Fin de l'ALENA: 85 000 emplois seraient perdus la 1ère année au Canada

OTTAWA — Une analyse publiée vendredi prévoit que l'économie canadienne perdrait environ un demi-point de pourcentage de croissance et 85 000 emplois dans la première année suivant la fin de l'Accord de libre-échange nord-américain (ALENA).

Le Conference Board du Canada ajoute toutefois que la croissance se redresserait largement dans l'année suivant la fin de l'ALENA grâce à un taux de change plus faible et à des taux d'intérêt moindres.

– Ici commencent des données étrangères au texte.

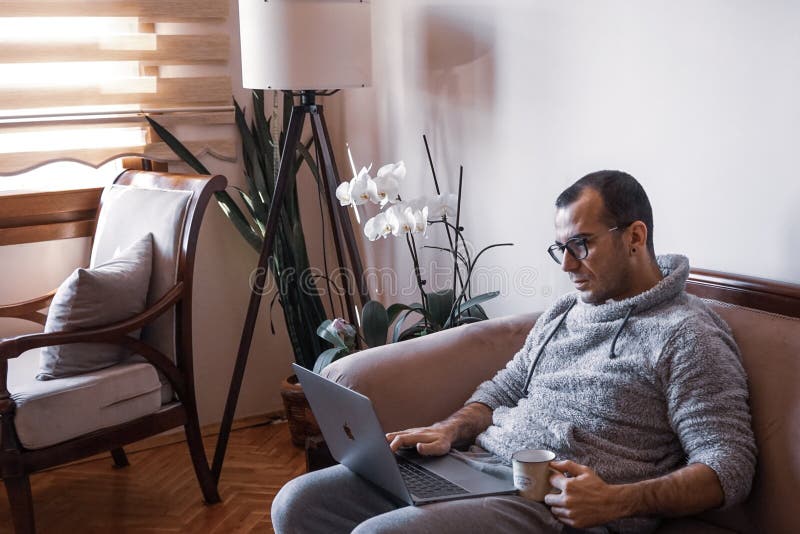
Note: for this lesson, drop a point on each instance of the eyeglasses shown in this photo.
(576, 246)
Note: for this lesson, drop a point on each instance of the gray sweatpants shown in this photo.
(335, 500)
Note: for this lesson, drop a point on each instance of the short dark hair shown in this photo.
(623, 197)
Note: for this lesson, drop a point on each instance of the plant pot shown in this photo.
(302, 423)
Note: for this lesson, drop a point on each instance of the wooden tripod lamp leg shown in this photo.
(296, 122)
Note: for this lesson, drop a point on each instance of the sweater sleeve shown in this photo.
(707, 400)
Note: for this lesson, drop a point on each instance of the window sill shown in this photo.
(48, 215)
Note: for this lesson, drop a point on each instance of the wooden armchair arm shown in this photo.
(116, 333)
(29, 309)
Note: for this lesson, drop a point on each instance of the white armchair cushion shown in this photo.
(55, 411)
(110, 292)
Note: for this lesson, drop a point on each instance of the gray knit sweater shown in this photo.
(675, 394)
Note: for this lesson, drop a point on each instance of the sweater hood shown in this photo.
(675, 269)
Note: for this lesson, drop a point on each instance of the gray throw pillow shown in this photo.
(108, 293)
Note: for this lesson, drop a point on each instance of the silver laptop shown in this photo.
(355, 438)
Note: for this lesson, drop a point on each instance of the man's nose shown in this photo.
(569, 263)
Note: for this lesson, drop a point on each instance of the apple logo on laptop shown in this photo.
(348, 432)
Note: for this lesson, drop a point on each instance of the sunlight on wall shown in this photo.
(61, 175)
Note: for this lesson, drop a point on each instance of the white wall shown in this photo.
(698, 100)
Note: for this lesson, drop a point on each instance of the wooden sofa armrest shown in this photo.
(29, 309)
(424, 380)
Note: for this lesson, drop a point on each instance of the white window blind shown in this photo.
(77, 77)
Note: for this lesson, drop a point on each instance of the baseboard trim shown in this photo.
(177, 435)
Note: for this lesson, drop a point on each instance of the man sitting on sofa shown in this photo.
(636, 386)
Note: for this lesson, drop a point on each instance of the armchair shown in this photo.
(51, 422)
(421, 381)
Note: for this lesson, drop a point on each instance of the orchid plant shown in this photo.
(439, 309)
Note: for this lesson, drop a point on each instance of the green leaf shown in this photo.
(249, 202)
(439, 305)
(413, 331)
(394, 310)
(473, 302)
(327, 358)
(330, 337)
(176, 146)
(466, 320)
(232, 212)
(374, 323)
(255, 173)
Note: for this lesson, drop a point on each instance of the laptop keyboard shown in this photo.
(425, 485)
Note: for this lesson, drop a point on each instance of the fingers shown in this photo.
(428, 441)
(568, 466)
(563, 515)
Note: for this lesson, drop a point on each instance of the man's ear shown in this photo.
(638, 235)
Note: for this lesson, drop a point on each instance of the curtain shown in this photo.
(77, 78)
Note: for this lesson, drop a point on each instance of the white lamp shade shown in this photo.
(305, 44)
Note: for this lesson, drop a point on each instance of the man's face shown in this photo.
(606, 272)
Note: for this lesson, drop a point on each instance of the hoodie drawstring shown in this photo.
(543, 345)
(619, 331)
(612, 355)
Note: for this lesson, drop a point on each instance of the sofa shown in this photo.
(424, 380)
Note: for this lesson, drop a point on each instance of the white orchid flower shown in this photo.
(388, 180)
(363, 188)
(444, 204)
(421, 220)
(387, 189)
(378, 226)
(343, 194)
(401, 219)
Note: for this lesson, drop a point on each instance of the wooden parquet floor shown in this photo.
(158, 492)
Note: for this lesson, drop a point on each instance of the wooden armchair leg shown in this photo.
(208, 485)
(21, 501)
(120, 458)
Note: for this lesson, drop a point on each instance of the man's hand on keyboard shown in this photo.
(433, 440)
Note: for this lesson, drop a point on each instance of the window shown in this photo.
(77, 77)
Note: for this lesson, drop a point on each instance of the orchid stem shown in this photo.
(413, 249)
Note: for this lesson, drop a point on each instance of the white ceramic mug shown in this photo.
(532, 473)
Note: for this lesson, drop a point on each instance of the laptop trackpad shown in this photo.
(462, 473)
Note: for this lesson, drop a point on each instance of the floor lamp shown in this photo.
(312, 48)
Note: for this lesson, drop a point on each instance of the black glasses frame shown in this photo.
(577, 247)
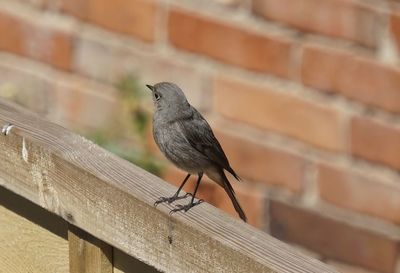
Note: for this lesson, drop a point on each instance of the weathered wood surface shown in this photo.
(88, 254)
(28, 247)
(113, 200)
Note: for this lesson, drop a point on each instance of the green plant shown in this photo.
(127, 137)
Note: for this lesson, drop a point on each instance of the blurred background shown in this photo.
(304, 96)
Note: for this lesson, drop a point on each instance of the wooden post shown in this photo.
(88, 254)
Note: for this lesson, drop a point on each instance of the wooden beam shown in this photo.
(112, 199)
(28, 247)
(88, 254)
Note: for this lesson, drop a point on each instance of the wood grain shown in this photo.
(113, 200)
(26, 247)
(88, 254)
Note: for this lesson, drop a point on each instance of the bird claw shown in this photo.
(186, 207)
(6, 129)
(171, 199)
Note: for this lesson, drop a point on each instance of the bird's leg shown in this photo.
(191, 203)
(176, 195)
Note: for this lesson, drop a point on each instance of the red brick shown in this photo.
(395, 28)
(360, 193)
(38, 42)
(337, 18)
(358, 78)
(260, 107)
(333, 239)
(75, 101)
(132, 17)
(260, 163)
(229, 44)
(375, 142)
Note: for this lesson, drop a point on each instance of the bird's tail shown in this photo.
(231, 193)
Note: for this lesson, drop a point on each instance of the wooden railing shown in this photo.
(102, 217)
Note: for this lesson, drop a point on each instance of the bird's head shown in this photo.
(168, 95)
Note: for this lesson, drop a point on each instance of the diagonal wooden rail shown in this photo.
(111, 199)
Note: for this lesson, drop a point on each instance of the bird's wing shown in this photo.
(198, 133)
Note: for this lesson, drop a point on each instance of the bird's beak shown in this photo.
(150, 87)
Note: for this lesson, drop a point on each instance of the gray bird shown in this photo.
(186, 139)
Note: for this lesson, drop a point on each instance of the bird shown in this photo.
(187, 140)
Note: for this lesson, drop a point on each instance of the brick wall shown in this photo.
(304, 96)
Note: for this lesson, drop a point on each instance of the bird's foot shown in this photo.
(6, 129)
(171, 199)
(186, 207)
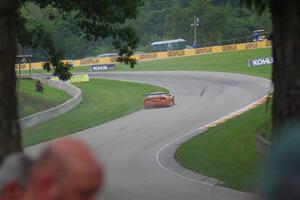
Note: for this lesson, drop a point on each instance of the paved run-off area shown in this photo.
(128, 146)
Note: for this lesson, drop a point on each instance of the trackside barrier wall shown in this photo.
(161, 55)
(46, 115)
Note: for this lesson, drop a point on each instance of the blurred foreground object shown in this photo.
(14, 176)
(66, 170)
(281, 180)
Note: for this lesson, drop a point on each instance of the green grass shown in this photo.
(30, 101)
(234, 62)
(227, 152)
(103, 101)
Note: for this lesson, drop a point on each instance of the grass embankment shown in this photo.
(227, 152)
(234, 62)
(103, 101)
(31, 102)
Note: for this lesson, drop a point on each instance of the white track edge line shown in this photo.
(196, 130)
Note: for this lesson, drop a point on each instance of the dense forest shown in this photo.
(219, 21)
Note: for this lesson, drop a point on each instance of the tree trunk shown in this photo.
(286, 68)
(9, 127)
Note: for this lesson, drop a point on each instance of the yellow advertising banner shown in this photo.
(161, 55)
(75, 78)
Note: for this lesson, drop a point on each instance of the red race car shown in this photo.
(158, 99)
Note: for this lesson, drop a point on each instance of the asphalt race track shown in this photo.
(128, 146)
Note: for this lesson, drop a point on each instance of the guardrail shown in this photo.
(46, 115)
(161, 55)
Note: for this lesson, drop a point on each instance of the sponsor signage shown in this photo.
(75, 79)
(103, 67)
(260, 62)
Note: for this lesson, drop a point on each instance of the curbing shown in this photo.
(165, 157)
(46, 115)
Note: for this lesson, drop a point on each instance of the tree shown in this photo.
(96, 19)
(286, 67)
(9, 127)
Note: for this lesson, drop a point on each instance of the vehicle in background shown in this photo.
(168, 45)
(108, 55)
(158, 99)
(259, 35)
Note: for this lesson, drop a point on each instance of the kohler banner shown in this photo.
(260, 62)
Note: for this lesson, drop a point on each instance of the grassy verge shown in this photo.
(227, 152)
(234, 62)
(103, 101)
(31, 102)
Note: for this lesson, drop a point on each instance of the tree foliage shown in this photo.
(94, 20)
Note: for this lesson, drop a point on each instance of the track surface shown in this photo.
(128, 146)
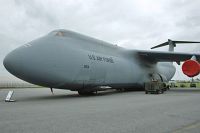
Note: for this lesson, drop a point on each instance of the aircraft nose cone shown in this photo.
(12, 62)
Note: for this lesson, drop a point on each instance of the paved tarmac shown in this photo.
(38, 111)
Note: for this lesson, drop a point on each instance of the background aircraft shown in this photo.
(68, 60)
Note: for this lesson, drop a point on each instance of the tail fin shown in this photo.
(172, 44)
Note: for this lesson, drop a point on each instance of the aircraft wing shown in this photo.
(161, 56)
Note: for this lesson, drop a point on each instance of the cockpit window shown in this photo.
(59, 33)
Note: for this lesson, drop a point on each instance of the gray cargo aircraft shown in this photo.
(65, 59)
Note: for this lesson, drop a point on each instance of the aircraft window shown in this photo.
(27, 45)
(59, 33)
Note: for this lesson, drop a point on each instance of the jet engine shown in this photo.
(191, 68)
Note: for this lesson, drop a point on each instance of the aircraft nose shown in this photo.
(12, 62)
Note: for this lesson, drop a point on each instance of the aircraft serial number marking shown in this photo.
(101, 58)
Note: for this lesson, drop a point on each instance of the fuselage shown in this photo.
(68, 60)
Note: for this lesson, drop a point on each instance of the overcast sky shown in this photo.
(134, 24)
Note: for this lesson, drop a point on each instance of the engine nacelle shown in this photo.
(191, 68)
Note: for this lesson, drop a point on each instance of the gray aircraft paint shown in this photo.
(68, 60)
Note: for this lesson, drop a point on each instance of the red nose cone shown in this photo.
(191, 68)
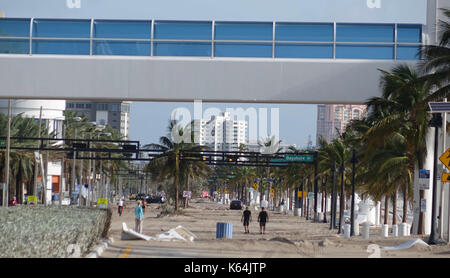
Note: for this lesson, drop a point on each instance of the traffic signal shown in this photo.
(128, 148)
(232, 158)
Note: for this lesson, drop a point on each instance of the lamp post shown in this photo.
(354, 160)
(341, 197)
(435, 122)
(76, 119)
(333, 197)
(324, 191)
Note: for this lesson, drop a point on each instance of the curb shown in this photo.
(98, 250)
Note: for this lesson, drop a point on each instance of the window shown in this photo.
(14, 46)
(52, 28)
(365, 32)
(304, 32)
(43, 29)
(409, 33)
(129, 48)
(365, 51)
(63, 47)
(237, 33)
(10, 32)
(121, 29)
(102, 106)
(197, 36)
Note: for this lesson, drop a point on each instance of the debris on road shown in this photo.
(407, 245)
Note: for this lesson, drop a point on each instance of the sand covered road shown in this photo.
(287, 236)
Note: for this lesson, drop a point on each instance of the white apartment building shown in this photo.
(221, 133)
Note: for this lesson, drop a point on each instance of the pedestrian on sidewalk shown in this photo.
(139, 214)
(263, 217)
(13, 202)
(120, 206)
(246, 218)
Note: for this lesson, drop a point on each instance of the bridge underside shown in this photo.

Le niveau du produit intérieur brut (PIB) resterait néanmoins durablement inférieur, ce qui représenterait une perte de revenu dans tout le Canada.

À plus long terme, le Canada ne sera plus en mesure d'attirer des investissements sur la base d'un accès préférentiel au marché américain.

Les exportations réelles de marchandises baisseraient de 1,8 % dans l'année suivant la fin de l'ALENA et le Conference Board précise que c'est sur les exportations de véhicules automobiles et de pièces que l'effet serait le plus marqué. Les exportations de biens de consommation, d'aliments et de boissons, de produits chimiques, de produits du bois et de produits agricoles baisseraient aussi sensiblement.

Les droits et la dépréciation du dollar canadien feraient aussi augmenter le prix des importations américaines au Canada.

Une réduction de l'investissement à long terme due à la fin de l'ALENA limiterait davantage encore la capacité de production. L'économie canadienne en serait durablement plus faible que dans le cadre des règles commerciales actuelles de l'accord.